Tudo em Todo o Lado ao Mesmo Tempo
No passado dia 7 de Abril, estreou discretamente em 42 ecrãs nacionais Tudo em Todo o Lado ao Mesmo Tempo, o mais recente filme do par de realizadores conhecido como os Daniels, dupla que se tinha estreado na realização de longas metragens com o peculiar Um Corpo Para Sobreviver, em que Daniel Radcliffe sacudia a personagem de Harry Potter ao interpretar um cadáver. Segundo dados do Instituto do Cinema e do Audiovisual, na primeira semana de exibição, Tudo em Todo o Lado ao Mesmo Tempo arrecadou apenas 5229 espectadores, o que é manifestamente pouco para um dos filmes mais originais que tenho memória de ter visto nos últimos anos. Porque considero que devia chegar a mais pessoas, e que tem potencial para surpreender positivamente, farei deste texto um serviço público gratuito no sentido de chamar a vossa atenção para esta pequena pérola que está a passar discretamente pelos nossos ecrãs, e que merecia outra atenção. Vou tentar convencer-vos da genialidade deste filme, e aviso desde já: vai-me ser complicado evitar as hipérboles.

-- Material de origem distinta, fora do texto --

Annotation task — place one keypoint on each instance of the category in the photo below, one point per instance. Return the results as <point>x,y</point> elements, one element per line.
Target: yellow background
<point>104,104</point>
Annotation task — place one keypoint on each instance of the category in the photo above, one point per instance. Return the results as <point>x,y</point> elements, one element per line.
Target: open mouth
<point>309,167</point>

Dan Kwan e Daniel Scheinert conheceram-se durante os anos de estudo na Universidade de Emerson, em Boston. Desde 2011, acumularam experiência através da realização de curtas metragens e videoclips. Com a sua surreal comédia-dramática de estreia nas longas, o já mencionado Um Corpo Para Sobreviver, venceram em 2016 o prémio de realização no Festival de Cinema de Sundance. Auto-proclamados realizadores maximalistas, fizeram jus a esse epíteto com Tudo em Todo o Lado ao Mesmo Tempo, uma produção de Anthony e Joe Russo, os irmãos responsáveis por sucessos da Marvel, incluindo Vingadores: Endgame. Apesar de lidar com o multiverso, felizmente esta comédia de acção e ficção científica é uma história que não deve nada à linha de montagem dos filmes de super-heróis. Ao invés, é um filme radicalmente original que rebenta pelas costuras de ideias, tons e conceitos, encontrando milagrosamente o equilíbrio entre os vários géneros.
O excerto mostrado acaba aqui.